Betrügen und betrogen werden, nichts ist gewöhnlicher auf Erden.”
– Johann Gottfried Seume
Dass ich und viele von uns schon betrogen wurden, ist kein Pech, sondern einfach Alltag der Menschen: Manche Studien besagen rund jeder zweite Deutsche ist seinem Partner schon einmal fremdgegangen. Untreue ist auch einer der Hauptgründe, warum Ehen in den westlichen Industrienationen reihenweise kollabieren.
„Als Liebende halten wir uns für die vornehmen Protagonisten einer Verfilmung von Romeo und Julia. Was die menschliche Sexualität angeht, wird aber Planet der Affen gespielt.“, schrieb Michèle Binswanger in ihrem provokantem Manifest gegen eine monogame Lebensweise.
Doch nein, es muss doch noch einen Romeo da draußen geben! Sollen die Affen doch mit sich toben und mich in Ruhe außen vor lassen! Ich meine, wenn jeder Zweite fremd geht, gibt es statistisch immerhin noch 50% treue Seelen inmitten aller Menschen.
Als ich vor kurzem meine erste große Liebe wieder traf, dachte ich meinem Schicksal zu begegnen. Wir waren so jung damals. Unreif, wie man halt so ist mit 16/17 und machten Fehler. Waren wie viele Paare nicht fähig, offen miteinander zu kommunizieren. So konnte es nicht ewig weiter gehen, das wusste ich. Doch ich hatte Hoffnung, dass wir einen Weg finden würden, denn an Anziehung und Gefühlen zueinander sollte es nicht mangeln.
Zunächst zog ich aus, um uns mehr Raum zu geben. Doch es scheiterte bereits wenig später, indem er sich auf die Erstbeste einließ, die ihm schmeichelte (Was soviel heisst wie: sofort mit ihr schlief am ersten Abend) und mich für das leichte Mädchen verließ. Er hinterließ solch eine Leere. Mein Herz blutete. Ich schrie das erste Mal vor emotionalem Schmerz, als ich davon erfuhr. Konnte keine Hoffnung mehr sehen…

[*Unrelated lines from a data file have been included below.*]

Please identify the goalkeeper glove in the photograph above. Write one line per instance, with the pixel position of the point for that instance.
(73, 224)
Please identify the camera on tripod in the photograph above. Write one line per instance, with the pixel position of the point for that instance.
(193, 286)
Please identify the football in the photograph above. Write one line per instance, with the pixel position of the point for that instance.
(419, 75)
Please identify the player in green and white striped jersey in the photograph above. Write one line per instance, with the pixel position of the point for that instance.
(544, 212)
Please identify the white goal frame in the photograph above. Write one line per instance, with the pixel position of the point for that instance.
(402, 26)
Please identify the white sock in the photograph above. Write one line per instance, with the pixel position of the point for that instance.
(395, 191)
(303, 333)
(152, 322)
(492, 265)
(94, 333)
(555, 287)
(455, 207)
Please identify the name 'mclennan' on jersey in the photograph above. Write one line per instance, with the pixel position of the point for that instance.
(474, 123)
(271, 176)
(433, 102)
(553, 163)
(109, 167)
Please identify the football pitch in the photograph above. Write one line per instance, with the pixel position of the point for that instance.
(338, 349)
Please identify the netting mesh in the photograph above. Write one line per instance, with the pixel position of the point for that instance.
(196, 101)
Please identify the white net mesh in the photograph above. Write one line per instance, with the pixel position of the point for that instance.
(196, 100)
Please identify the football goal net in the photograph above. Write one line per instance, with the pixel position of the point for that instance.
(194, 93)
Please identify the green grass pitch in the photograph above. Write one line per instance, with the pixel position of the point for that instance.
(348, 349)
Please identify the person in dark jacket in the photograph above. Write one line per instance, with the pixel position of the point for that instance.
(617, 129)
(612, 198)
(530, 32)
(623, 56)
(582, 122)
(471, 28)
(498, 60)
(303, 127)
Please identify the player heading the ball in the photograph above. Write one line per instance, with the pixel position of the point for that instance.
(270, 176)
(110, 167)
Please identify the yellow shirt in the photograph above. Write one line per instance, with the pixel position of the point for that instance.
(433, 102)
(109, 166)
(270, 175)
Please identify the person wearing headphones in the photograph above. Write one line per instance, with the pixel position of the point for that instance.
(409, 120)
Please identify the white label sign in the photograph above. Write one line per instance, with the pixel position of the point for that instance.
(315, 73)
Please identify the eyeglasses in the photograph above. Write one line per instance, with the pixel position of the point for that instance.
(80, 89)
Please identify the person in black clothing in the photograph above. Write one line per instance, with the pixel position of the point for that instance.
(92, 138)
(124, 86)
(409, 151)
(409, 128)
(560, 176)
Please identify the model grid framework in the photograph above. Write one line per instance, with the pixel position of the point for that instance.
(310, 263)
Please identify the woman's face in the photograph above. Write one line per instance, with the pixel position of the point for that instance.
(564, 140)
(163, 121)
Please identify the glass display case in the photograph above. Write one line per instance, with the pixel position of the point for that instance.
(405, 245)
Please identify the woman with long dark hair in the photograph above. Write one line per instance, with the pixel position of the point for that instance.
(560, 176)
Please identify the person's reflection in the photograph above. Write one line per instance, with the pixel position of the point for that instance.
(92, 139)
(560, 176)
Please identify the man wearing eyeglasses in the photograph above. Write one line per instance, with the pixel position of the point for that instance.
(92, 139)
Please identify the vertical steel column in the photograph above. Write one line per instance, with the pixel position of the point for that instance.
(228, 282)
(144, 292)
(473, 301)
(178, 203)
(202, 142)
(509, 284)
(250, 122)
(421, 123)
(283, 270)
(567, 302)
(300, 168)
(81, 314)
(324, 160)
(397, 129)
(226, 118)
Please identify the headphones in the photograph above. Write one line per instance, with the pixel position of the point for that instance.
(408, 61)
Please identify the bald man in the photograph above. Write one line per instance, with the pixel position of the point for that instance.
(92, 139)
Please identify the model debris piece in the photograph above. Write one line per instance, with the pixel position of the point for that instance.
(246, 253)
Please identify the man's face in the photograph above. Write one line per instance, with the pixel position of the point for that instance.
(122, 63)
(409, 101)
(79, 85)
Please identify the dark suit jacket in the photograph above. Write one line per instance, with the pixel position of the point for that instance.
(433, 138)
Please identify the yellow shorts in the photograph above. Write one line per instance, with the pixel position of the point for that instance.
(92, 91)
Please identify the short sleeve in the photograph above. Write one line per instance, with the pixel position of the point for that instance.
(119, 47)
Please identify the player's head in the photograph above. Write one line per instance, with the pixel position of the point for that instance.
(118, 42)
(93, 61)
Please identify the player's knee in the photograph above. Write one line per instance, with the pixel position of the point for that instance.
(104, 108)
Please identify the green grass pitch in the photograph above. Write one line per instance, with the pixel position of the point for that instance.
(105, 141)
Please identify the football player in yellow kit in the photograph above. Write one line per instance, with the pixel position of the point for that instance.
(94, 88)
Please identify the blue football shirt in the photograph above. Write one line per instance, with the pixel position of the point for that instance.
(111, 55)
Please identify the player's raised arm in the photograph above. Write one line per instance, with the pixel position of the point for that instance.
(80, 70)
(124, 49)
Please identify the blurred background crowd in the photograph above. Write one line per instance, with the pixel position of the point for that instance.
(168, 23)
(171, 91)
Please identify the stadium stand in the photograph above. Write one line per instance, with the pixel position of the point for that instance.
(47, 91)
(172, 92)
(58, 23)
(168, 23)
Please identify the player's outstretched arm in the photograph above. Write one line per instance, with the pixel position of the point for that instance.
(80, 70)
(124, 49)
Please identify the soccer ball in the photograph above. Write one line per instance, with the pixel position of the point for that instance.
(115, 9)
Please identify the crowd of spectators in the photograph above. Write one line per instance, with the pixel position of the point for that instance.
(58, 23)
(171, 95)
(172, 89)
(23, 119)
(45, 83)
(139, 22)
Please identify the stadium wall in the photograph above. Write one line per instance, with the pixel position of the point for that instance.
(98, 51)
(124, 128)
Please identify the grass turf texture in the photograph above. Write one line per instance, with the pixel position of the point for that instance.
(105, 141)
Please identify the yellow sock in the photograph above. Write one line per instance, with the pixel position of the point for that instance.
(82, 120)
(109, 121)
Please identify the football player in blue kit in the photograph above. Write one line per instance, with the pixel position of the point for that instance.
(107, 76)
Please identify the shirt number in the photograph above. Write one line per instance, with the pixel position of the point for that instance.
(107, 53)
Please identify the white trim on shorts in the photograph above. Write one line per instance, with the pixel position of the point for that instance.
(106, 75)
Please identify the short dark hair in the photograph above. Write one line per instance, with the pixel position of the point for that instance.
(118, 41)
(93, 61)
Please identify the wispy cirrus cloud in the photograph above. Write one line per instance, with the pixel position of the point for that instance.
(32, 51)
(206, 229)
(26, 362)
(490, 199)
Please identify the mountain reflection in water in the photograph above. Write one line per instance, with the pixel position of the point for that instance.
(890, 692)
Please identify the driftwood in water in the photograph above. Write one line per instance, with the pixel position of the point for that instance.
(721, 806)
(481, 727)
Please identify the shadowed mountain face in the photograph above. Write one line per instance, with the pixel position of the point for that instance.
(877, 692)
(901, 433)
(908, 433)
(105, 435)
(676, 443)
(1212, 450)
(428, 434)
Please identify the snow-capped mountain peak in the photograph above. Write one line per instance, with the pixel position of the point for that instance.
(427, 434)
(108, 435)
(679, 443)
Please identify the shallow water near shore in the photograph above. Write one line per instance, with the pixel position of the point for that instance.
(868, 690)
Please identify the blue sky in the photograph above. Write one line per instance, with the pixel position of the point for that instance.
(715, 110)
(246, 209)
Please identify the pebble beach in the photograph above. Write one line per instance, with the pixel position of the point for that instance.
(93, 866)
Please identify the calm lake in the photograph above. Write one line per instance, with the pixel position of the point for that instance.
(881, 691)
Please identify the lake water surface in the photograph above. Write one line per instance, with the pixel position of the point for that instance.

Wie konnte das sein? Der Mann den ich liebte, der mich liebte. Sowas darf nicht so enden!
Wir waren keine kitschigen Romeo und Julia, wir waren eher Bonny und Clyde – kämpferisch und tough, sowohl in unseren tragischen Geschichten, als auch in unseren Absichten verbunden. Nur waren unsere Ziele edler, als die der zwei Kultfiguren. Das erste Mal in meinem Leben fühlte ich mich sicher und aufgehoben, geliebt ohne Kompromisse. Er fand ein liebevolles Zuhause und Ruhe in mir. Ich wurde zu dieser Zeit Feministin und Aktivistin. Durch ihn an meiner Seite fühlte ich mich stark und unabhängig.
Und nun war er plötzlich weg.
Ich brauchte viele, viele Jahre um darüber hinweg zu kommen was passiert war. Sicherlich hinterließ es Narben. Und nun 13 Jahre später flammte die alte Liebe wieder auf.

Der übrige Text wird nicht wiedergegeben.